To be entirely honest, this strikes me as a giant load of maple-walnut crunch textured bullshit. “News” has two elements, facts and a . The simple reality of the news marketplace we live in is that bloggers are for the most part incapable of providing both at the same time. This is not meant as an overt criticism of bloggers as a whole, but rather a recognition of the fact that we usually don’t have the resources AND the journalistic skills to both. There are exceptions to be true, but they are outliers and not exemplars of our group.
Unfortunately, the traditional media has become similarly crippled by a sensationalistic race to the bottom. entrenched in a pattern where they cater to a market which is more interested in headlines than stories. Newspapers complain that their readers are taking advantage of their free online content and foregoing print publications; the subtext of this complaint is that once someone is looking at headlines online the newspaper cannot hold their attention.
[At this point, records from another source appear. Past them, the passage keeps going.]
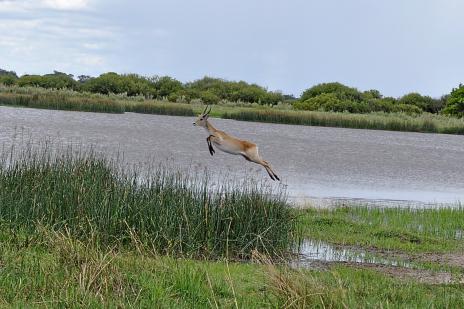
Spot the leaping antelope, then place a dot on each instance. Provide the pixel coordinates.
(230, 144)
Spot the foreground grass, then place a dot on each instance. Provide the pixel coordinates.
(408, 230)
(71, 100)
(166, 211)
(77, 232)
(54, 269)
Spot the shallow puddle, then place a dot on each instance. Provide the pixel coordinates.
(311, 251)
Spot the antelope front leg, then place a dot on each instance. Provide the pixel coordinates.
(210, 147)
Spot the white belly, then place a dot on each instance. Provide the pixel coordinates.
(227, 148)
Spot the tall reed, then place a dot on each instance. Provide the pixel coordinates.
(169, 212)
(391, 122)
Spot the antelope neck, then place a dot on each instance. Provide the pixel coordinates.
(209, 127)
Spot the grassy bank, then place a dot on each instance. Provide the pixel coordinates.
(170, 213)
(77, 231)
(426, 123)
(72, 100)
(406, 230)
(51, 269)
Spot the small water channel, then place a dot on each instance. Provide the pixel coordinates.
(311, 252)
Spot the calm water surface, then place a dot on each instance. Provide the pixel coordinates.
(317, 164)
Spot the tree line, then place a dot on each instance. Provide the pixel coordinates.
(322, 97)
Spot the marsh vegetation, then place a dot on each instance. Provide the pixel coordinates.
(78, 230)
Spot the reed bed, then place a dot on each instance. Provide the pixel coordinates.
(167, 212)
(393, 122)
(59, 101)
(75, 101)
(152, 107)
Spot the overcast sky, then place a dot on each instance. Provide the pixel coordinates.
(396, 46)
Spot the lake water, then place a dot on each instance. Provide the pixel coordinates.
(316, 164)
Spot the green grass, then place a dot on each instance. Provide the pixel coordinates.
(426, 123)
(72, 100)
(52, 269)
(409, 230)
(86, 102)
(168, 212)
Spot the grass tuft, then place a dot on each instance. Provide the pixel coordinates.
(166, 212)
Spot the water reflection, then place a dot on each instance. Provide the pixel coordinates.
(315, 163)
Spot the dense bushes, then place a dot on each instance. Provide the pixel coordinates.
(455, 102)
(337, 97)
(207, 90)
(334, 97)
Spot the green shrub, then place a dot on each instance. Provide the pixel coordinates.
(455, 102)
(341, 91)
(425, 103)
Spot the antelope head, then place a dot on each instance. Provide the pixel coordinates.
(203, 117)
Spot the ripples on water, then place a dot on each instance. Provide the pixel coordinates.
(316, 164)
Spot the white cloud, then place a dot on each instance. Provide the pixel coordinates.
(66, 4)
(18, 6)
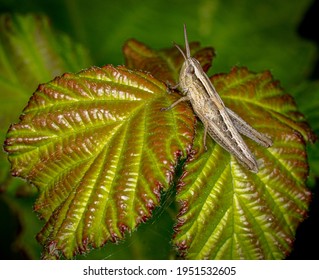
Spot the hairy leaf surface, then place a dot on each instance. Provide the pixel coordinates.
(100, 150)
(228, 212)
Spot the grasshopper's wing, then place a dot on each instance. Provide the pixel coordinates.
(245, 129)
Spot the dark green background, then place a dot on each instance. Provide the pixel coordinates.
(280, 36)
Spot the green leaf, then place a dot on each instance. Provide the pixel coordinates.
(100, 151)
(228, 212)
(30, 53)
(306, 96)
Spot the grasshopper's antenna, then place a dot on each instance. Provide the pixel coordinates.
(188, 53)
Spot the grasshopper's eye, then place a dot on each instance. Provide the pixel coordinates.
(190, 70)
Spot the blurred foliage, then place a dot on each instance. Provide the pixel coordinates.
(260, 35)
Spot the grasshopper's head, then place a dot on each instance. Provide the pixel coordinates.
(191, 68)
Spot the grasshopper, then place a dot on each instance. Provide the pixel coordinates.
(222, 124)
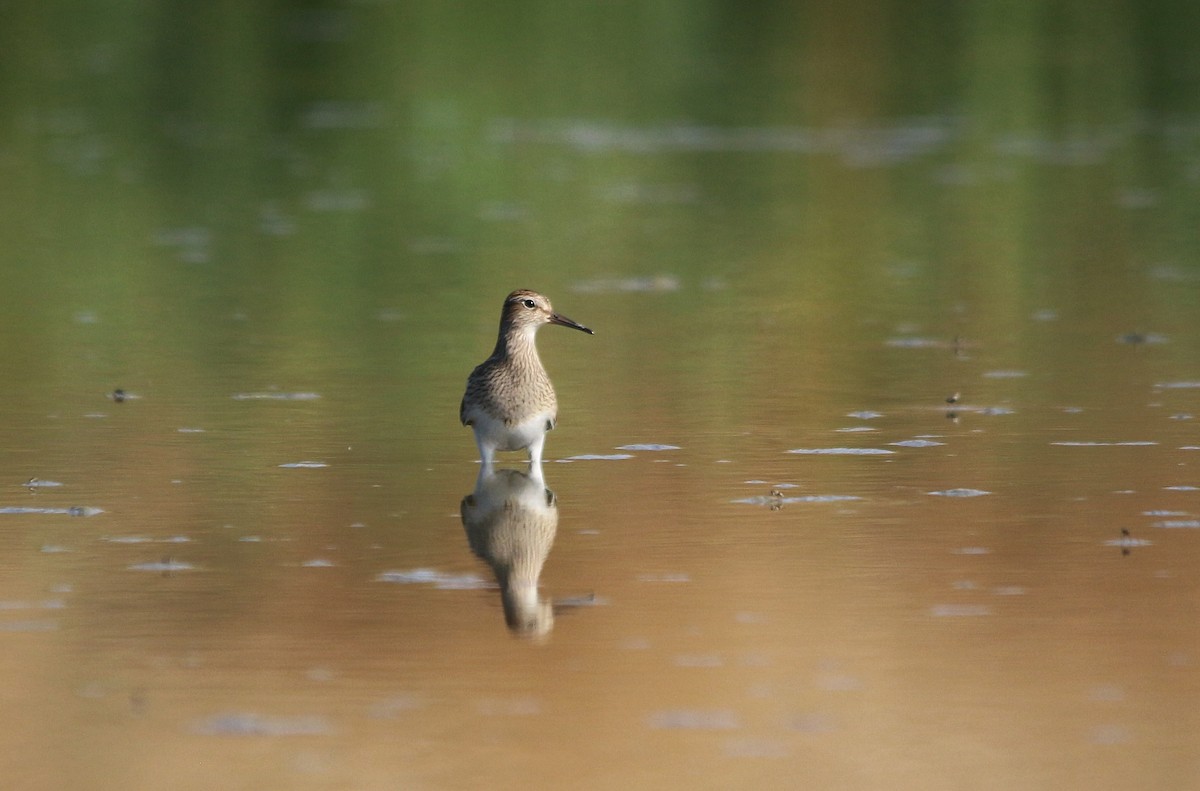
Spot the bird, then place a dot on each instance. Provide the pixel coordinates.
(510, 402)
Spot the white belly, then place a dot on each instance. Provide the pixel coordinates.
(519, 437)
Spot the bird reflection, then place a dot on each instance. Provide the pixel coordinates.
(510, 521)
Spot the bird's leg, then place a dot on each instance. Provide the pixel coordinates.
(535, 455)
(486, 455)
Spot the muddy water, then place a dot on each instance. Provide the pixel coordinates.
(881, 471)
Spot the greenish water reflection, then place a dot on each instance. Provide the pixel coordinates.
(778, 221)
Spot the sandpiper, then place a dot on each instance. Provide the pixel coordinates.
(510, 402)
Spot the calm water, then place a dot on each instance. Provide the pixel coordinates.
(882, 469)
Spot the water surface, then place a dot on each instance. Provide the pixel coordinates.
(879, 473)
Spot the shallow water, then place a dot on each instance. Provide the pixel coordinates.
(881, 471)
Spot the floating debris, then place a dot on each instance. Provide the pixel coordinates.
(276, 396)
(916, 343)
(694, 720)
(166, 565)
(145, 539)
(775, 499)
(245, 724)
(658, 283)
(1103, 444)
(595, 457)
(37, 483)
(1127, 541)
(843, 451)
(1138, 339)
(75, 510)
(670, 576)
(439, 580)
(959, 610)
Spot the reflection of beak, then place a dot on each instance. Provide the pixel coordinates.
(557, 318)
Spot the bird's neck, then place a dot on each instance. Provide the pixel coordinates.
(517, 345)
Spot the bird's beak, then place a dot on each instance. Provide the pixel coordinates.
(557, 318)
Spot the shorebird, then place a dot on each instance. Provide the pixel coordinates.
(510, 402)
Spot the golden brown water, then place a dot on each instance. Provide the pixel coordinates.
(780, 557)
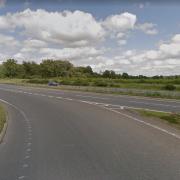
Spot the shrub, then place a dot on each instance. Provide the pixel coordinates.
(169, 87)
(38, 81)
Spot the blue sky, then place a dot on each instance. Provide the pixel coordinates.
(152, 36)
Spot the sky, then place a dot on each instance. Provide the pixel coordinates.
(133, 36)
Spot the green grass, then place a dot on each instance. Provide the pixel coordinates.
(2, 117)
(136, 87)
(172, 118)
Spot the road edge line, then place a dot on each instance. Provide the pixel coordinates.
(3, 132)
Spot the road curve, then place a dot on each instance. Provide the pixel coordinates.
(54, 135)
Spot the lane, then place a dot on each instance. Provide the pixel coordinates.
(137, 102)
(72, 140)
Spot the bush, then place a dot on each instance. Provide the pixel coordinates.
(100, 83)
(38, 81)
(169, 87)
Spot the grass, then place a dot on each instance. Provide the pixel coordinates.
(2, 117)
(136, 87)
(171, 118)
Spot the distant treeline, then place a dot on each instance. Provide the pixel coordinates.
(58, 68)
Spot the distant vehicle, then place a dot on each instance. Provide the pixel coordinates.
(52, 83)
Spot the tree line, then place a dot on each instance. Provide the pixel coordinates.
(58, 68)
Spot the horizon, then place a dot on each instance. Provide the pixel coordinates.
(130, 37)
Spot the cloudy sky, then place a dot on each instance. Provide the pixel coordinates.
(137, 37)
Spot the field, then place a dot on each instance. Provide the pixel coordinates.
(160, 88)
(2, 117)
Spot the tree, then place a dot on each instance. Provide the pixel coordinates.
(31, 69)
(10, 68)
(109, 74)
(125, 75)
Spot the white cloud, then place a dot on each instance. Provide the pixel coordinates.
(70, 53)
(148, 28)
(120, 22)
(8, 41)
(2, 3)
(57, 27)
(79, 37)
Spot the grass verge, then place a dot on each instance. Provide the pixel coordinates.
(171, 118)
(2, 117)
(137, 91)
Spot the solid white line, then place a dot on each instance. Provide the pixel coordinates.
(91, 96)
(146, 123)
(154, 104)
(21, 177)
(135, 119)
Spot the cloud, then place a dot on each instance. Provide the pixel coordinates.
(148, 28)
(2, 3)
(70, 53)
(84, 40)
(8, 41)
(120, 22)
(78, 28)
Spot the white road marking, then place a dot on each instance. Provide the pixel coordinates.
(147, 103)
(28, 150)
(146, 123)
(21, 177)
(50, 96)
(25, 165)
(27, 157)
(136, 119)
(91, 96)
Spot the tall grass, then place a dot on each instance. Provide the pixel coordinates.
(2, 117)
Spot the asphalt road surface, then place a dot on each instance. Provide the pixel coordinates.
(64, 135)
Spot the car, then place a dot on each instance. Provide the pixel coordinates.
(53, 83)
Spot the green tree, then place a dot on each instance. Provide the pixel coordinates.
(10, 68)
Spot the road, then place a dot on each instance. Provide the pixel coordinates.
(54, 135)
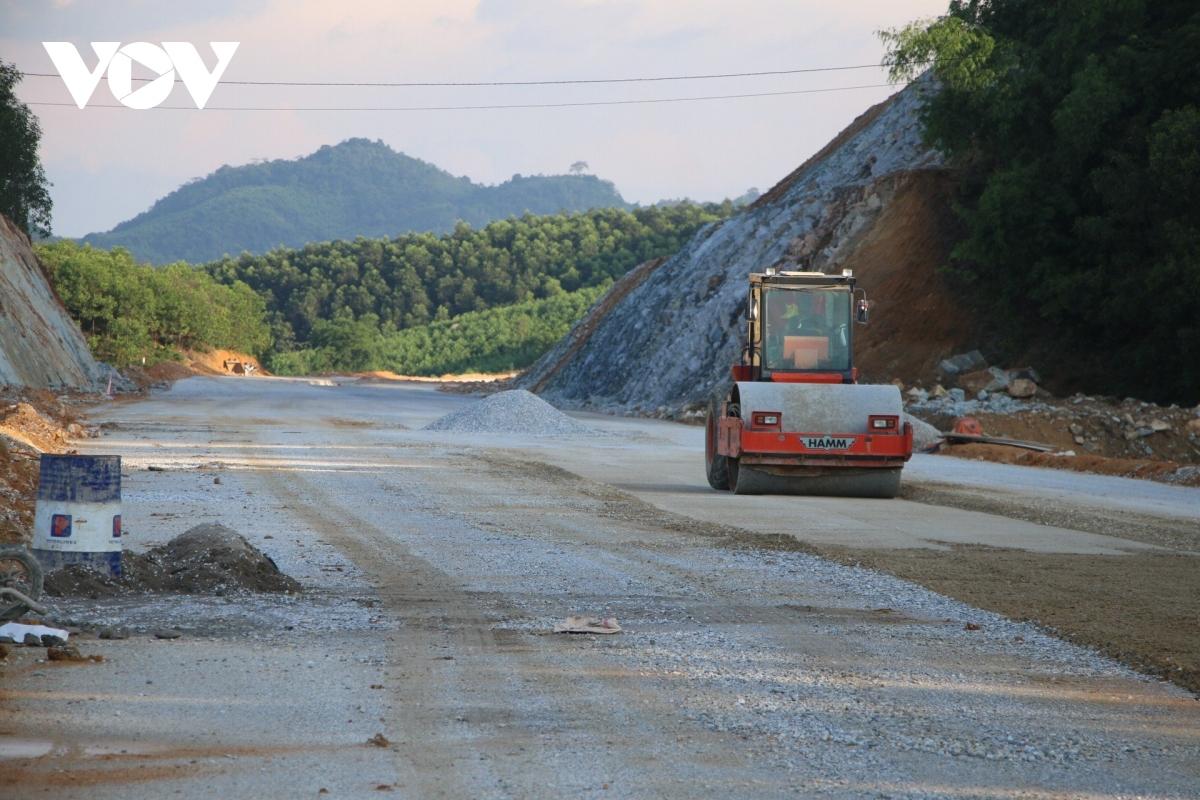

True or not, my sympathy is extremely limited; for years print publications have been reducing their content to easy-to-digest fear-gasms about crime, corruption and death. Is it any surprise that we are part of a generation that doesn’t want to dig deep in a story, when the newspapers that showed up on our doorsteps as kids screamed shallow factoids that required no investigation or elucidation?
The newspaper industry isn’t dead… and isn’t necessarily dying. The industry is grappling with a new market however, one that it fostered.